India on Monday revoked the special status of Kashmir, the Himalayan region that has long been a flashpoint in ties with neighbouring Pakistan, as it moves to fully integrate its only Muslim-majority region with the rest of the country.
In the most far-reaching political move in one of the world's most militarised regions in nearly seven decades, India said it would scrap a constitutional provision that allows its state of Jammu and Kashmir to make its own laws.
"The entire constitution will be applicable to Jammu and Kashmir," Interior Minister Amit Shah told parliament, as opposition lawmakers voiced loud protests against the repeal.
The government also lifted a ban on property purchases by non-residents, opening the way for Indians to invest and settle there, just as they can elsewhere in India, although the measure is likely to provoke a backlash in the region.
Pakistan, which also claims Kashmir, said it strongly condemned the decision, which is bound to further strain ties between the nuclear-armed rivals.
"As the party to this international dispute, Pakistan will exercise all possible options to counter the illegal steps," its foreign ministry said in a statement.
India and Pakistan have fought two of their three wars over Kashmir, convulsed by a nearly 30-year armed revolt in which tens of thousands of people have died, with hundreds of thousands of Indian troops deployed to quell it.
India blames that rebellion on Pakistan, which denies the accusation, saying that it backs the right to self-determination for Kashmir.
There were no immediate details of Kashmiris' reaction to the decisions by New Delhi.
Hours earlier the Indian government launched a security crackdown in the region, arresting regional leaders and suspending telephone and internet services and restricting public movement in the main city of Srinagar.
Prime Minister Narendra Modi and his Hindu nationalist Bharatiya Janata Party (BJP) had pushed for radical political change in Kashmir even before he won re-election in May, saying its laws hindered integration with the rest of India.
"Politically, it's advantage BJP," said Happymon Jacob, a professor at Jawaharlal Nehru University in the Indian capital.
"The scrapping of Article 370 of the constitution is likely to set off a slew of political, constitutional and legal battles, not to speak of the battles on the streets of Kashmir."
Monday's move reflects Modi's muscular approach to national security. In February, he ordered war planes into Pakistan after a militant group based there claimed responsibility for a deadly attack on a military convoy in Kashmir.
That step, in turn, prompted a retaliatory raid by Pakistan.
Introduced decades ago, the constitutional provisions reserved government jobs and college places for Kashmir's residents, among other limits aiming to keep people from other parts of the country from overrunning the state.

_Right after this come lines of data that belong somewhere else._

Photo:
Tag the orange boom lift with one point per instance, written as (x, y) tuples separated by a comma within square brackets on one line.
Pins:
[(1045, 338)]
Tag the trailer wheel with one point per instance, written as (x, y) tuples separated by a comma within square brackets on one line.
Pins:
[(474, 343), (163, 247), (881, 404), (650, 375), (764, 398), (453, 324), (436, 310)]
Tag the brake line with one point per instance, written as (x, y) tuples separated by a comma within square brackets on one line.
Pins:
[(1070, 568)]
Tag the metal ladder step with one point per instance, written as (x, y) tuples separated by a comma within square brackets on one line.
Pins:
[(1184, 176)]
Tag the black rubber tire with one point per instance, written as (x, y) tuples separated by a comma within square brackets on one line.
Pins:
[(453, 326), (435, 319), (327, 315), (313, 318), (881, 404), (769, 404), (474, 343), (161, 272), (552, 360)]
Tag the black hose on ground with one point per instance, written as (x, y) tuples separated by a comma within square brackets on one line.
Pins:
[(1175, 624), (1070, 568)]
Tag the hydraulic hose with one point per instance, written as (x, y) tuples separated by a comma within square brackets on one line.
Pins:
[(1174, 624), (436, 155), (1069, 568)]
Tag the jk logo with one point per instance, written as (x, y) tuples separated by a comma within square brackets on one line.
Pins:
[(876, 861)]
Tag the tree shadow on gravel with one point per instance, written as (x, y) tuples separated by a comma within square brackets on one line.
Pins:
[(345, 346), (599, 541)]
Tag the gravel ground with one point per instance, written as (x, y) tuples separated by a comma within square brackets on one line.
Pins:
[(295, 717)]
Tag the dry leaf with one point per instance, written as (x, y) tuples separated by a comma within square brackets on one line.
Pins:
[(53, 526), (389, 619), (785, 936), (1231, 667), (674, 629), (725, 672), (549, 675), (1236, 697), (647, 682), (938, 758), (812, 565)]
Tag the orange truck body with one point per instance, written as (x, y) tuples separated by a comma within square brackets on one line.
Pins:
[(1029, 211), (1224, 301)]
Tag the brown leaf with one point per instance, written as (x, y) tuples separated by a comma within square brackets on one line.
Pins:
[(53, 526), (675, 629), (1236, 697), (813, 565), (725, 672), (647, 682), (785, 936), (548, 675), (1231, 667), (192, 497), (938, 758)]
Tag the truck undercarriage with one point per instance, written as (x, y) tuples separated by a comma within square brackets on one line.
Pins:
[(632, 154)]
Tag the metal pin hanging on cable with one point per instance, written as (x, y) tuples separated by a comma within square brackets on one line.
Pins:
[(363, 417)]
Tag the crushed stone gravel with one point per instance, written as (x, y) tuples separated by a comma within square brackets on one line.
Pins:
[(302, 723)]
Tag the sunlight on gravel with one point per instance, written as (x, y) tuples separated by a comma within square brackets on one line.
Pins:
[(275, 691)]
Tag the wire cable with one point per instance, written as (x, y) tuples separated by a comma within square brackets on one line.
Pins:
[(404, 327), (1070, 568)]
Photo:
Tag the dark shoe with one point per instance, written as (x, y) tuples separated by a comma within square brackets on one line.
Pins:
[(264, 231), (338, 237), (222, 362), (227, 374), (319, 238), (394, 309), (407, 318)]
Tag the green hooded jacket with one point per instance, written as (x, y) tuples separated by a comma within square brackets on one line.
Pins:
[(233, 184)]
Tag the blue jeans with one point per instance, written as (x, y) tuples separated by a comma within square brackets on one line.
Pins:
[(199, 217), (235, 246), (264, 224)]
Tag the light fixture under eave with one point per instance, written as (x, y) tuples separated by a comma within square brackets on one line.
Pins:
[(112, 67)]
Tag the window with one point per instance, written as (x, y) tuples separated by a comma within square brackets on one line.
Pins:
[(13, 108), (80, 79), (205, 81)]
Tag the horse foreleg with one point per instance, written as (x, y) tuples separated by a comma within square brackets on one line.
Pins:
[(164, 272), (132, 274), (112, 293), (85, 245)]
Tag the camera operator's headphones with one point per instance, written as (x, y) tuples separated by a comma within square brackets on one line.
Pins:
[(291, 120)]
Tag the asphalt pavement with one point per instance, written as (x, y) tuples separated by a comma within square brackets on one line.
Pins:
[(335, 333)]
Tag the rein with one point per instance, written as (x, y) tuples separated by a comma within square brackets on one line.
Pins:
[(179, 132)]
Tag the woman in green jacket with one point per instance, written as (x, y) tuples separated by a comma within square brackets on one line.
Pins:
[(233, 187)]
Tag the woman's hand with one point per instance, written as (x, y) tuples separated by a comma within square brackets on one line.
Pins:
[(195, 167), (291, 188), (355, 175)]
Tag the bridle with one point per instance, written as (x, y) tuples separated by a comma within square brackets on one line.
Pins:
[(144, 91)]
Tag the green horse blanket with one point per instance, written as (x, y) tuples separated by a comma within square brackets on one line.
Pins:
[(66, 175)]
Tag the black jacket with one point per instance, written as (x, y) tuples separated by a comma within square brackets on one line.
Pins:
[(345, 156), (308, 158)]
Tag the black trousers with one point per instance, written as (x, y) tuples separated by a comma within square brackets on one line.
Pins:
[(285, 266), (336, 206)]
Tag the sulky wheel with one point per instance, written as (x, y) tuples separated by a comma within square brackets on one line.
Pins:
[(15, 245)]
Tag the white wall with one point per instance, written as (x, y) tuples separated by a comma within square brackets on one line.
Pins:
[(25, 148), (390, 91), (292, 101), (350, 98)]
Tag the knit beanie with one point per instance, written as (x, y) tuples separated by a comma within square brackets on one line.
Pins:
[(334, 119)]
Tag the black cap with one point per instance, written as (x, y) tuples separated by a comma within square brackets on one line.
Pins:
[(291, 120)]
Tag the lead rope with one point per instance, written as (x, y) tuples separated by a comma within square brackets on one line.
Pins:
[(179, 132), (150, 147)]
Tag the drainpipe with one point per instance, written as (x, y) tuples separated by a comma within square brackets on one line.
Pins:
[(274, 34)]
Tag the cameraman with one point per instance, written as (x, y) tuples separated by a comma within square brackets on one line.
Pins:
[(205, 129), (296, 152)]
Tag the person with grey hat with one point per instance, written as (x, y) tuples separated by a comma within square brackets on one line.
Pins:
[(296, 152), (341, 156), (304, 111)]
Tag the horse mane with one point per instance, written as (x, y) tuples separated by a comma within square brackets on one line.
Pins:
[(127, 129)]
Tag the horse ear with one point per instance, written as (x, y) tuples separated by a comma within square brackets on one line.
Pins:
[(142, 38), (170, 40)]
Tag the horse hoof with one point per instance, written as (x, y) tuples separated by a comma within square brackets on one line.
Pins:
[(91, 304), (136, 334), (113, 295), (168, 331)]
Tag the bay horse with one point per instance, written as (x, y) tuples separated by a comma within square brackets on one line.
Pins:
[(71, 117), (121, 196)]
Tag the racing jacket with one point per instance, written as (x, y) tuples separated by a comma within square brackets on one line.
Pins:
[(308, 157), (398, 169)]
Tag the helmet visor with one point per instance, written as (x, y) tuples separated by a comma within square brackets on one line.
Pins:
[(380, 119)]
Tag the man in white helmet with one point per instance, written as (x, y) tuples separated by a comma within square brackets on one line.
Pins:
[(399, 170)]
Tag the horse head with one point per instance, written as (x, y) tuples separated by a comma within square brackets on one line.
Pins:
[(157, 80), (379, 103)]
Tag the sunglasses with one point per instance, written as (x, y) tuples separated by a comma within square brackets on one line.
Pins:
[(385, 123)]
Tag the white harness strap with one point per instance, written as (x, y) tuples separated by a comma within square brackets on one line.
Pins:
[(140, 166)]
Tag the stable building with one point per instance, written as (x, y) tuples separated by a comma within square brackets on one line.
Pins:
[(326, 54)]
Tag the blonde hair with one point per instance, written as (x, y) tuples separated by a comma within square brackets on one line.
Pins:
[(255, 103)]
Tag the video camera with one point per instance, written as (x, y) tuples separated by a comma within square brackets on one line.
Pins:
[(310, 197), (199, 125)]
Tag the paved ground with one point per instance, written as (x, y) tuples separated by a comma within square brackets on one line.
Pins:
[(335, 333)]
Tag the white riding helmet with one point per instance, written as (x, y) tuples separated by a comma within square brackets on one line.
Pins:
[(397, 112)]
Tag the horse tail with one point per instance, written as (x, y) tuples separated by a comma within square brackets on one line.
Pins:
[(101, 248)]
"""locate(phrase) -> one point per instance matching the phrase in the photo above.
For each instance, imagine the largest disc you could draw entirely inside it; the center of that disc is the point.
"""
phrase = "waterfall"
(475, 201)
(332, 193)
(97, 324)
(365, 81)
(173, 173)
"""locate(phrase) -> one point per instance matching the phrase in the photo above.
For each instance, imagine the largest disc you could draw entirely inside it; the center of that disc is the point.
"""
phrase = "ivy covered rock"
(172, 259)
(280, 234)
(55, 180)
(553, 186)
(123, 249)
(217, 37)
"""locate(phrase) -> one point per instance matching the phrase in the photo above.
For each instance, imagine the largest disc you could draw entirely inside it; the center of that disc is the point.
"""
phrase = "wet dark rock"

The government has also decided to split the state into two federal territories, one formed by Jammu and Kashmir, and the other consisting of the enclave of Ladakh, citing internal security considerations.
"Today marks the darkest day in Indian democracy," said one of the leaders placed under house arrest, Mehbooba Mufti, a former chief minister of Jammu and Kashmir.
"It will have catastrophic consequences for the subcontinent," she said in a post on Twitter.
India's interior ministry ordered all states to put security forces on "maximum alert" to maintain public order and quash the spread of any rumours.
Ram Madhav, general secretary of Modi's BJP, hailed the government's actions as ushering in a "glorious day". In Modi's western home state of Gujarat, people shouted slogans of support on the streets.
In Pakistani-controlled areas of the region, however, there was anger at India, with protests extending to the capital, Islamabad and the southern commercial centre of Karachi.
In Muzaffarabad, 45 km (28 miles) from the two countries' contested border, dozens of protesters held black flags and burnt car tyres, chanting "Down with India".
Tension had risen in Kashmir since Friday, when Indian officials issued an alert over possible militant attacks by Pakistan-based groups. Pakistan rejected those assertions, but thousands of alarmed Indians left the region over the weekend.